The PUMA™ is a synergistic development between ABLE and Spectrolab which leverages ABLE's 21 years space deployable experience with Spectrolab's 10 year solar array panel experience. The system was space qualified in 1992. Current and post PUMA™ flight programs include: Miniature Sensor Technology Integration (MSTI-4) for Spectrum Astro, INDOSTAR for CTA Space Systems, Multiple Experiments to Earth Orbit and Return (METEOR) for NASA Lewis Research Center and Ballistic Missile Defense Organization (BMDO), and New Millennium Deep Space 1 for NASA Jet Propulsion Laboratory and BMDO.

From a multitude of domestic and international competition, Rockwell selected the PUMA™ system based on its superior performance characteristics. ABLE's PUMA™ solar array provides the GPF IIS team with low cost, low weight, modularity and producibility, with minimum program risk.

Since incorporating in 1975, ABLE has produced high quality space deployable systems and has maintained a flight hardware success rate of 100% with no on-orbit failures. ABLE operates facilities in the Santa Barbara area with a high technology staff of over 110 employees.

May 11 1995

Goleta, CA— AEC-Able Engineering Company, Inc. (ABLE) is finishing the fabrication of the qualification hardware for the rotational components of the Solar Alpha Rotary Joint (SARJ) for the International Space Station. The SARJ allows the Station's outboard booms to rotate as it orbits Earth. This rotation ensures that the Station's solar panels remain constantly orientated towards the sun for optimum power. This structure is key to space station operation as the solar panels provide electricity for life support systems and instrumentation aboard the Station.

The patented design features twelve equally spaced trundle-bearing assemblies that connect the inboard and outboard sections of the Space Station.
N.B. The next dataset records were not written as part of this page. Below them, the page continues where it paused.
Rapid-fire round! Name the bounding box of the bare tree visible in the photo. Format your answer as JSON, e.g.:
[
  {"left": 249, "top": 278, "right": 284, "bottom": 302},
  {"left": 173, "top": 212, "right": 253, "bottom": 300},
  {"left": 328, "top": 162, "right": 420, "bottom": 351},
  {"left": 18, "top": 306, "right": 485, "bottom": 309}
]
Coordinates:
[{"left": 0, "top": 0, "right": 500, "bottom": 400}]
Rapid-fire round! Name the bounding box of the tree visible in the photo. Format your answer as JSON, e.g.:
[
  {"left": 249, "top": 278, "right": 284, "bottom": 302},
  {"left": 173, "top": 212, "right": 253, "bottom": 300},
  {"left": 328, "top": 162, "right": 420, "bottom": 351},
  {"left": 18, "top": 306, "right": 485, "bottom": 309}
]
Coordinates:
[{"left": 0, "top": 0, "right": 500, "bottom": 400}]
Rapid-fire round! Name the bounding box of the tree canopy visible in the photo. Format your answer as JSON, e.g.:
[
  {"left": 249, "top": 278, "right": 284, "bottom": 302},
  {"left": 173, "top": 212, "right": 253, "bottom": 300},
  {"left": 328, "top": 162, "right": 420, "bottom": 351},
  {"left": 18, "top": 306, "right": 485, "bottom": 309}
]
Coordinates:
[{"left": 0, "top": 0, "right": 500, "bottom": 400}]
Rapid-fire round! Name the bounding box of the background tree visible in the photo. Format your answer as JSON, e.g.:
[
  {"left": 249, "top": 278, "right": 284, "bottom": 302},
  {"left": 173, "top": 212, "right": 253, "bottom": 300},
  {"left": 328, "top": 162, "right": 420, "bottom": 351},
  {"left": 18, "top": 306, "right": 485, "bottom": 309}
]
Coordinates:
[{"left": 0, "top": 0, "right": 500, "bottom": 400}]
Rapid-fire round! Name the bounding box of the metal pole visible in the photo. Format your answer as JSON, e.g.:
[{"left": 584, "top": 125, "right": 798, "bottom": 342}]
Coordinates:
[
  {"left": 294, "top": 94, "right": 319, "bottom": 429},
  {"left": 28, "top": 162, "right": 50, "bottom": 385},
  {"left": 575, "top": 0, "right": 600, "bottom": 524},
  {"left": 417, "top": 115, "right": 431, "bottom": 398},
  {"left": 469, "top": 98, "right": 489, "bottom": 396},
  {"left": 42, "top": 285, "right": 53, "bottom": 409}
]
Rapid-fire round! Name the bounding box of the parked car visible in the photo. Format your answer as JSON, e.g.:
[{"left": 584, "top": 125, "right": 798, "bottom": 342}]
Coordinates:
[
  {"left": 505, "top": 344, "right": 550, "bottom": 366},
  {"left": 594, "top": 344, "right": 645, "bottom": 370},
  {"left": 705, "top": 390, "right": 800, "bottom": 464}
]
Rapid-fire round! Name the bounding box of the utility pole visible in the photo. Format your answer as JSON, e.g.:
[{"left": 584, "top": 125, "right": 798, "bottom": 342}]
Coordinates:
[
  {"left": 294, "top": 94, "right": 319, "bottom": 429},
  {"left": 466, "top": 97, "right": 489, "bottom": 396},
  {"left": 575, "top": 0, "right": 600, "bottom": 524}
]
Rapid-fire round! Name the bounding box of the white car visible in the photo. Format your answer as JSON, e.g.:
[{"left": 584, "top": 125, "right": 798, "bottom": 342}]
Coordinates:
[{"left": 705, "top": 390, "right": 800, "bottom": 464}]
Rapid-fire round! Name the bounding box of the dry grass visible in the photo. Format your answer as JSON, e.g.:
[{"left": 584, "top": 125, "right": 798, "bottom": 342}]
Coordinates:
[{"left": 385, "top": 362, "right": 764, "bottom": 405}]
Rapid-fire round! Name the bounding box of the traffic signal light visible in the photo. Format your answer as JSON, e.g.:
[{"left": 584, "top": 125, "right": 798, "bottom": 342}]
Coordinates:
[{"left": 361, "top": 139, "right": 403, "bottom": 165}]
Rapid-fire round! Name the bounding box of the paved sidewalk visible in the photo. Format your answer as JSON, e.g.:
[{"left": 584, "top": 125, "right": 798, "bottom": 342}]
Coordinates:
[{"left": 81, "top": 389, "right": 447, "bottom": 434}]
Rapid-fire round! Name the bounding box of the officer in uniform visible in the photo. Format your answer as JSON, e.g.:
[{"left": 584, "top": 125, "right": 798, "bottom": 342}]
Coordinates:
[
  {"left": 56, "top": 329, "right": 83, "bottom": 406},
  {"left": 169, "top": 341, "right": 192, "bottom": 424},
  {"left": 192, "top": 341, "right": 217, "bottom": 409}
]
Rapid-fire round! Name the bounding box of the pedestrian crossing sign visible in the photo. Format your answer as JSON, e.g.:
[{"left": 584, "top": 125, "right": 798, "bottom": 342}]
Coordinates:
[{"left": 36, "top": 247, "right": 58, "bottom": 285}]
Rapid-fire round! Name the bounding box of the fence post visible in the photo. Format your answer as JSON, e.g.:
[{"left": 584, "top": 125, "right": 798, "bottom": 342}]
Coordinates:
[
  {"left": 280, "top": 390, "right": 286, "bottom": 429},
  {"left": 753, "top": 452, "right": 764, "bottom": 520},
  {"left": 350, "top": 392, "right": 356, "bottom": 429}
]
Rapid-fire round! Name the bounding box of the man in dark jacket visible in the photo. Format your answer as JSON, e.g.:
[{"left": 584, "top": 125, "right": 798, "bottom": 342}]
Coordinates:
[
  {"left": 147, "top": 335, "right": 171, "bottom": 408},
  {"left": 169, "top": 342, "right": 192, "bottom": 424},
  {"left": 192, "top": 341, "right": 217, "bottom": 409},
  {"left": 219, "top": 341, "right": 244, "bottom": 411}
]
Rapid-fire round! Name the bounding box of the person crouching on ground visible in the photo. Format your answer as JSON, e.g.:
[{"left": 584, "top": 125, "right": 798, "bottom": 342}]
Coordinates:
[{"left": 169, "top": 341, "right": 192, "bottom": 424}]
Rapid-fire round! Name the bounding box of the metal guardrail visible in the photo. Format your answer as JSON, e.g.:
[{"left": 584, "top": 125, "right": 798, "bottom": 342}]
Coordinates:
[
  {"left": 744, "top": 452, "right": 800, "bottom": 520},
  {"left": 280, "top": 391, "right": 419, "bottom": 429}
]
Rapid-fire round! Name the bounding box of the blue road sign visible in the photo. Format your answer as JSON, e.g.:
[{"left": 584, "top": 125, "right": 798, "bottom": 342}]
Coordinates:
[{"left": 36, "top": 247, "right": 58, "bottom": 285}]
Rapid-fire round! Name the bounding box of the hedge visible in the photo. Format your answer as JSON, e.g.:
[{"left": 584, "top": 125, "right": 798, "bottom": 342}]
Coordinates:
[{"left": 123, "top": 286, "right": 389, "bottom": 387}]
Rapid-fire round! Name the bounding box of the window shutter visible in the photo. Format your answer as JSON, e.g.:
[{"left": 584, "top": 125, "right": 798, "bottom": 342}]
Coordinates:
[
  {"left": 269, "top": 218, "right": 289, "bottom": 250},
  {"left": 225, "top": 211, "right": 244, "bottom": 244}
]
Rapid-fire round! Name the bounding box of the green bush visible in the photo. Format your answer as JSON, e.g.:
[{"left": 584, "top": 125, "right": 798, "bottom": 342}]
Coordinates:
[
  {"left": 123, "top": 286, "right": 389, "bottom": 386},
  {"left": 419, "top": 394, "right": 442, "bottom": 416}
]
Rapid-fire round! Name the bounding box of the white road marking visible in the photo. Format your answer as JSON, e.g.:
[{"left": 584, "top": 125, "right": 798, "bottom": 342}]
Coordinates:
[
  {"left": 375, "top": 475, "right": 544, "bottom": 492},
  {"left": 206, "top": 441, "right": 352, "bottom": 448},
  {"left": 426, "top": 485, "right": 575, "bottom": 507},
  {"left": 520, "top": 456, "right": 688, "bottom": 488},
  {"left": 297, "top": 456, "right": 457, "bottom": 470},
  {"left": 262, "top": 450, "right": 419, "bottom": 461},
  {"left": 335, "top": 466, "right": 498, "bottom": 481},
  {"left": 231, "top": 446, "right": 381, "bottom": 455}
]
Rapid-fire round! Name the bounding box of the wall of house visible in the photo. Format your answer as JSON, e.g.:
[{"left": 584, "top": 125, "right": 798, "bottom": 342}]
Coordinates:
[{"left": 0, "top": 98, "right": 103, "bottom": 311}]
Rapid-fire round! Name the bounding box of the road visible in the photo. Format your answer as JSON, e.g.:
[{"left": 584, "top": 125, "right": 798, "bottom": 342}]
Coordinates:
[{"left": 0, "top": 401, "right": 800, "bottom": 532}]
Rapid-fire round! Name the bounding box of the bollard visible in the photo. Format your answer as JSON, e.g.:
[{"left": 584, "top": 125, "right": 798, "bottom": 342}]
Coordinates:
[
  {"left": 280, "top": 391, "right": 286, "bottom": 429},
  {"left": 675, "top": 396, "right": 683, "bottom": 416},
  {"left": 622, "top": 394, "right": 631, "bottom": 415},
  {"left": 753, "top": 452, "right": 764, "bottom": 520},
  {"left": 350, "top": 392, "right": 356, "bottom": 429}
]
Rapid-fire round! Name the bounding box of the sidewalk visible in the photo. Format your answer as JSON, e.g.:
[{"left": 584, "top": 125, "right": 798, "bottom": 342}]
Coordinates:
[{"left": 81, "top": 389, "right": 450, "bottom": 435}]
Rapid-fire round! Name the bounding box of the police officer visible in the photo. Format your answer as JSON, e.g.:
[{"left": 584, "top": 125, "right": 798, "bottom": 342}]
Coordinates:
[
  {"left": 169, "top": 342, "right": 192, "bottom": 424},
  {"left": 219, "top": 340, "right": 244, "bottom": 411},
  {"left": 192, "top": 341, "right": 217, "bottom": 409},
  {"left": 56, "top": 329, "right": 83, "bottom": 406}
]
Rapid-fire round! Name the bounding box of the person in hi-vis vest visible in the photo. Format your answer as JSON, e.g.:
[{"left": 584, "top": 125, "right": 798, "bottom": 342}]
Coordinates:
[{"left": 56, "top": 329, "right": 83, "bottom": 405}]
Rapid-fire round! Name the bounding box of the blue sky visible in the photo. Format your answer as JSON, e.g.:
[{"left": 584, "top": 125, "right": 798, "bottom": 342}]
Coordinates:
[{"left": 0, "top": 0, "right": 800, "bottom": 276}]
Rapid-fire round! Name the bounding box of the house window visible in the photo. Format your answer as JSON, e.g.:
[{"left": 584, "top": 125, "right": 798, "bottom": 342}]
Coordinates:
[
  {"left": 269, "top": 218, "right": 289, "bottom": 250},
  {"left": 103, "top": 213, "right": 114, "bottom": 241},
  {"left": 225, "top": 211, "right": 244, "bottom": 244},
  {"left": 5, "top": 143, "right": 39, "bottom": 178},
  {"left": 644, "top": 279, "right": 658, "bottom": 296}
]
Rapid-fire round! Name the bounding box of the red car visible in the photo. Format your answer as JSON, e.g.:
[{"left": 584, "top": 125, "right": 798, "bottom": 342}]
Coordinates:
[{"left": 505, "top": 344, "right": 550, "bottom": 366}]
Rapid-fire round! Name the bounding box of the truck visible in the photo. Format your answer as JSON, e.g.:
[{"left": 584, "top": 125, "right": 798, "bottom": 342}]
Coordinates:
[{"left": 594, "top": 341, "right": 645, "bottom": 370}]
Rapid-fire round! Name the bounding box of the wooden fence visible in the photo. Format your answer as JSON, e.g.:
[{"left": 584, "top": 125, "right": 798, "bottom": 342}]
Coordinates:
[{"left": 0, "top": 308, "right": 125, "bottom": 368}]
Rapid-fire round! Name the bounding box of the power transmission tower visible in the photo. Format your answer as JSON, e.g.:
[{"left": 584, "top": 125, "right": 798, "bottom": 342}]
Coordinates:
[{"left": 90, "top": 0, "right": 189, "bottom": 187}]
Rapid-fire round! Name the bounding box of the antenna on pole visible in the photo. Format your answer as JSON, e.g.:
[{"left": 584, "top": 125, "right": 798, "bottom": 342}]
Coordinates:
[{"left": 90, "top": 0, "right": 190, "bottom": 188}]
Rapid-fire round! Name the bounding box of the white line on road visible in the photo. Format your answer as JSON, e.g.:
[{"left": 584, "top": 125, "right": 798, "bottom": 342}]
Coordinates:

These trundle packages, which are individually replaceable on orbit without any downtime to the entire system, have two separate rolling modes for redundancy. Redundancy provides the high reliability necessary for all Station components.

The trundles interface with two 10.5 diameter, precision ground race rings that have integral bull gears. The trundles roll on one ring while they are clamped to the other. The race rings are also redundant in that the trundles can clamp to or roll on either ring. The SARJ design allows smooth rotation despite the large thermal changes that take place while the Station orbits Earth. Thermal deformations are prevented through careful design and testing of the hardware before it is assembled in space.

ABLE is under subcontract for this program to Lockheed Missiles and Space of Sunnyvale, California, a subcontractor of McDonnell Douglas of Huntington Beach, California.

Founded in 1975, ABLE is in the business of designing, manufacturing, and testing automatically deployable/retractable and special purpose mechanisms for space applications. Max D. Benton is one of the founding corporate officers and the current President and CEO of ABLE, a privately owned company with facilities in Goleta, California.

November 7, 1994

Goleta, CA— AEC-Able Engineering Company, Inc. (ABLE) has completed the qualification unit for the masts which will be used to deploy the solar arrays on the International Space Station. Eight flight units will be built under a $40 million contract to Lockheed Missiles and Space (LMSC) of Sunnyvale, California. Delivery of the first flight unit is scheduled for March 1995. LMSC is building the solar arrays and will integrate the mast and solar arrays and deliver the assembly to Rocketdyne in CanogaPark, California for systems integration.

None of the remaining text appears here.